- Born: Merlin Goodwin Patrick 30 December 1932 Hollywood, California
- Died: 27 September 2016 (aged 83) Kaysville, Utah

= Scooter Patrick =

American racing driver (1932–2016)

Merlin Goodwin "Scooter" Patrick (30 December 1932 – 27 September 2016) was an American racing driver.

==Career==

Patrick began racing in an MG A in 1936, graduating to a Porsche in 1959 and being recruited to race for the Porsche agent in California, Otto Zipper, in the 1960s. He gained the nickname "Scooter" because he "scooted" around the track faster than anyone else. In Zipper's Porsche 906, Patrick won the United States Road Racing Championship in the 2-litre class in 1966, and was joint champion with future team-mate Joe Buzzetta the following season. He also won the Class B Modified title in the Sports Car Club of America Championship in 1968 and 1969, in Carroll Shelby's Toyota 2000GT and Alfa Romeo Tipo 33 respectively.

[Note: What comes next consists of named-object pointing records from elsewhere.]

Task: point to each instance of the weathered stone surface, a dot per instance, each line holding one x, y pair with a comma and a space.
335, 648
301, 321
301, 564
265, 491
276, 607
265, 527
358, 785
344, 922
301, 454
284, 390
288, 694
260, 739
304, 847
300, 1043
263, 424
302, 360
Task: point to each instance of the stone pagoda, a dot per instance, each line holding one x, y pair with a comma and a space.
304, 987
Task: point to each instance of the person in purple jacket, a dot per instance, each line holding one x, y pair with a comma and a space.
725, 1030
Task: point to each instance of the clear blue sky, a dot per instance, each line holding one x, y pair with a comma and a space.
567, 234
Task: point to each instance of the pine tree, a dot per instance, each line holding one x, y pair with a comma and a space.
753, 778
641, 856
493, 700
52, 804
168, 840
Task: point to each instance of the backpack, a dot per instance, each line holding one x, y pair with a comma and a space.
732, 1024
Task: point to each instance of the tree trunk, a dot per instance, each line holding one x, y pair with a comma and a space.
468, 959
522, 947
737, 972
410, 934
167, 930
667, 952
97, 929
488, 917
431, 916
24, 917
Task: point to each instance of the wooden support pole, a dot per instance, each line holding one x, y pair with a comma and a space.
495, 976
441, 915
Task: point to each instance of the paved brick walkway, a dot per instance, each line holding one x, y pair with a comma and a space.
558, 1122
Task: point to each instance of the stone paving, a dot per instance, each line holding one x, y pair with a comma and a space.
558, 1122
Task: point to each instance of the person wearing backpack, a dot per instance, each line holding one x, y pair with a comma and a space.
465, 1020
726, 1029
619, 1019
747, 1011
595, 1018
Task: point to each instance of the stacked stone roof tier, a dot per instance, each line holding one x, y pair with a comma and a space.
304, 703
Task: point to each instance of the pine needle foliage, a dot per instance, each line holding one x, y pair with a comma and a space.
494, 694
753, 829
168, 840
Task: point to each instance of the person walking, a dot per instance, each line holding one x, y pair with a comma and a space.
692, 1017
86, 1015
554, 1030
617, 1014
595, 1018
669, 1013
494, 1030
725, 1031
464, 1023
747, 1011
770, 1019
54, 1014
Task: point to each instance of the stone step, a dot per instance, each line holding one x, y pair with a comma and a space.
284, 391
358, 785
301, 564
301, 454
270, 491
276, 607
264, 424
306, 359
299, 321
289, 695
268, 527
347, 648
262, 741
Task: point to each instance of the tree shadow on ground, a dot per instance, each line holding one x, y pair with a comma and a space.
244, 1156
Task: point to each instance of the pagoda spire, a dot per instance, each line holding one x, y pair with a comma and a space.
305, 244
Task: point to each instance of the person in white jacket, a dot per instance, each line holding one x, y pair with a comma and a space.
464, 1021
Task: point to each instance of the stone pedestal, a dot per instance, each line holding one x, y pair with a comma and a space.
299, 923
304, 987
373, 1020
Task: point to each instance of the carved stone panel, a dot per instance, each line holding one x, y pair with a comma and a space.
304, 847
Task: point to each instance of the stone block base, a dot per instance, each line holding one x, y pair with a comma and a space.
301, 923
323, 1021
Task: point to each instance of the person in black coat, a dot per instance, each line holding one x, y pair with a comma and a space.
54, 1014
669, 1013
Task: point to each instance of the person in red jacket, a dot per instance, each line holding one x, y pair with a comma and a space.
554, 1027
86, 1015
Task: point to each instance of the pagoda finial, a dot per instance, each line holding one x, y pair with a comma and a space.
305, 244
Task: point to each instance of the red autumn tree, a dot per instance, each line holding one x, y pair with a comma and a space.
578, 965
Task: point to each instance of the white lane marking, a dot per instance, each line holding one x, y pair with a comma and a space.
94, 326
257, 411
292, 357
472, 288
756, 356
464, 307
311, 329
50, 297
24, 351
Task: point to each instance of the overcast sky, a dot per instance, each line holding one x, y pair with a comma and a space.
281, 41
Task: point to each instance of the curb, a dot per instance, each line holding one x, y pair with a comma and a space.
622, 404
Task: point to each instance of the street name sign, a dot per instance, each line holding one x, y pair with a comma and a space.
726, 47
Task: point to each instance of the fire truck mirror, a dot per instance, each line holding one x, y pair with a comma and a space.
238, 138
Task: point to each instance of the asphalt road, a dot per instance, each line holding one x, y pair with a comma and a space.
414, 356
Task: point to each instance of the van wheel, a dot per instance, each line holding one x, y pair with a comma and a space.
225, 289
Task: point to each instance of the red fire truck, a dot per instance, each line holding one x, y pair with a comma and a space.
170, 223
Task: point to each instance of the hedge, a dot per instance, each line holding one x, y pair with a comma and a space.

1967 saw Patrick score his best result in the World Sportscar Championship, finishing 3rd with Gerhard Mitter in a Porsche 910 at the 1967 Sebring 12 Hours race, and winning their class. In the 1968 Le Mans 24 Hours, Patrick and Buzzetta (again in a 910) fought for the lead with eventual winner Pedro Rodriguez' Ford GT40 in the seventh and eighth hours, but a broken alternator drained the battery, and the pair had to retire. It was his only Le Mans appearance.

At the end of 1969 Patrick tried out single-seater racing, with a couple of races in a Surtees TS5 run by James Garner in Formula A, which Patrick had tested, albeit without success; Patrick and Garner did however race together in the Baja 1000 that year in a Bill Stroppe Ford, finishing 4th in class. Patrick also tried out USAC Championship Car racing in 1970, with a race in a Bohannon Racing Eisert-Chevrolet at Indianapolis Raceway Park, but a mix-up with Mario Andretti while Patrick was being lapped saw the cars hook wheels, and the resulting collision put both, plus Ronnie Bucknum, out of the race.

In 1972, Patrick drove in the Can-Am Challenge Cup in Zipper's Alfa Romeo T33/3, fittingly bearing the number 33, and with a 4-litre engine the Autodelta had used at Watkins Glen International in 1971; Patrick recorded finishes at the back end of the top ten. In 1973 he moved to Herb Caplan's US Racing-run McLaren M8F. Patrick's sole win in the series was the final round in the original Can-Am series, at Road America in 1974, the M8F being two years old by then, and only coming after both Shadow DN4s retired; Patrick took third in the 1974 points.

It was Patrick's last race until a one-off appearance in the 1986 IMSA GT Championship, at the 6 Hours of Riverside, sharing a Chevrolet Corvette with Joseph DiLoreto and Jim Snelling to 19th place (sixth in class). In 2012, he renewed his SCCA licence in order to take part in historic racing.

==Personal life==

Patrick married twice; he had two children from his first marriage, and three from his second. In 1971 he became a member of the Church of Jesus Christ of the Latter Day Saints. Post-racing he set up an automobile repair shop. He died in 2016 of Lewy body dementia.